Last week was a big one for May WTI crude oil. Supplies continued to dwindle, OPEC production cuts were in the news, and springtime buyers came out of the woodwork. Price rallied above $60.00 per barrel for the time since last November and it appeared the bull run was on. However, the positive sentiment did not last ― price has fallen by almost $2.00 since the test of $60.00.
Given the dwindling supply and seasonal trends, it is a surprise that WTI crude has failed to establish trade above $60.00. One reason being cited by industry experts is the potential for slowed global economic growth and a pending U.S. recession for the intermediate-term.
Personally, I think it is a bit hasty to let concerns over a forthcoming recession dictate an investment strategy. At least until late-2019, U.S. equities markets and economic growth should be in good shape. Of course, the political uncertainty of 2020 will bring a completely new dynamic to the markets.
38% Daily Retracement Proving Valid In May WTI Crude Oil Futures
In a Live Market Update from last Friday, I outlined a key support level and trading plan for May WTI crude oil.
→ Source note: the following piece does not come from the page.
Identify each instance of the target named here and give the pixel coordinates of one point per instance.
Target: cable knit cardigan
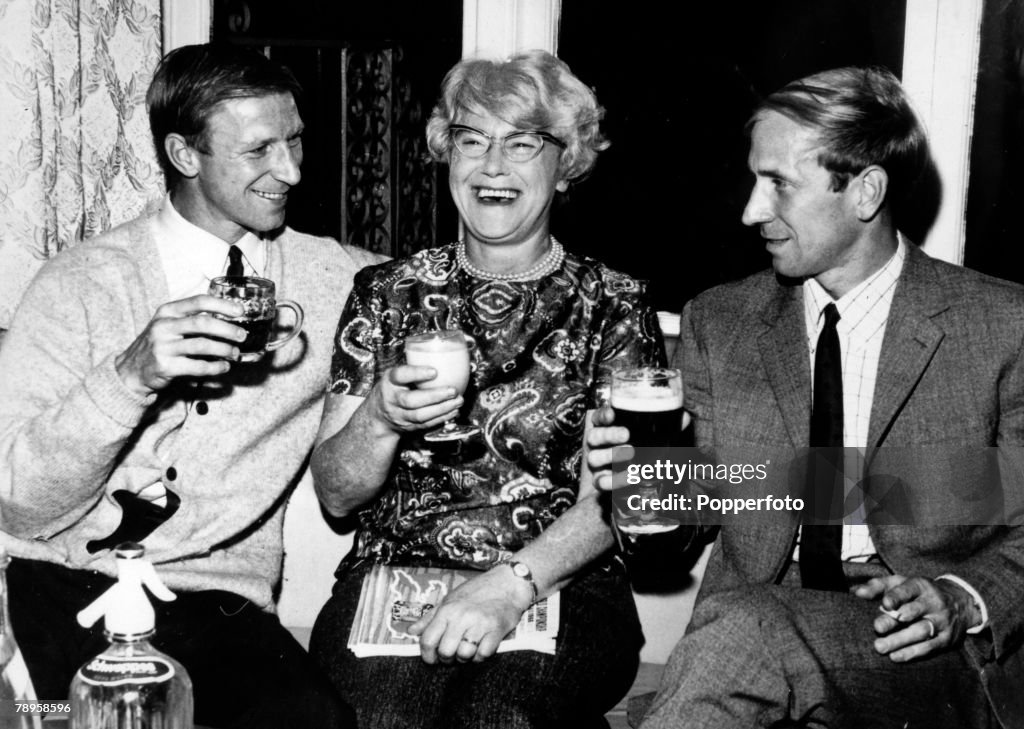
(72, 434)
The area proved valid, setting up as a daily bottom for the Friday session.
Here are the areas to watch for the remainder of the trading day:
- Support(1): 38% Retracement, $58.28
- Support(2): Bollinger MP, $57.68
- Support(3): Daily SMA, $56.89
Overview: The daily 38% retracement is playing a key role in the current trade of May WTI crude. As long as May WTI trades above this area, the daily uptrend will remain valid.
However, the bearish pressure in this market is formidable. In the event we see a hard break beneath $58.00, further selling will become likely ahead of this week’s inventory cycle. If you are trading WTI, keep a close eye on $58.00 ― price action in this vicinity will determine the direction of crude oil for the remainder of the week.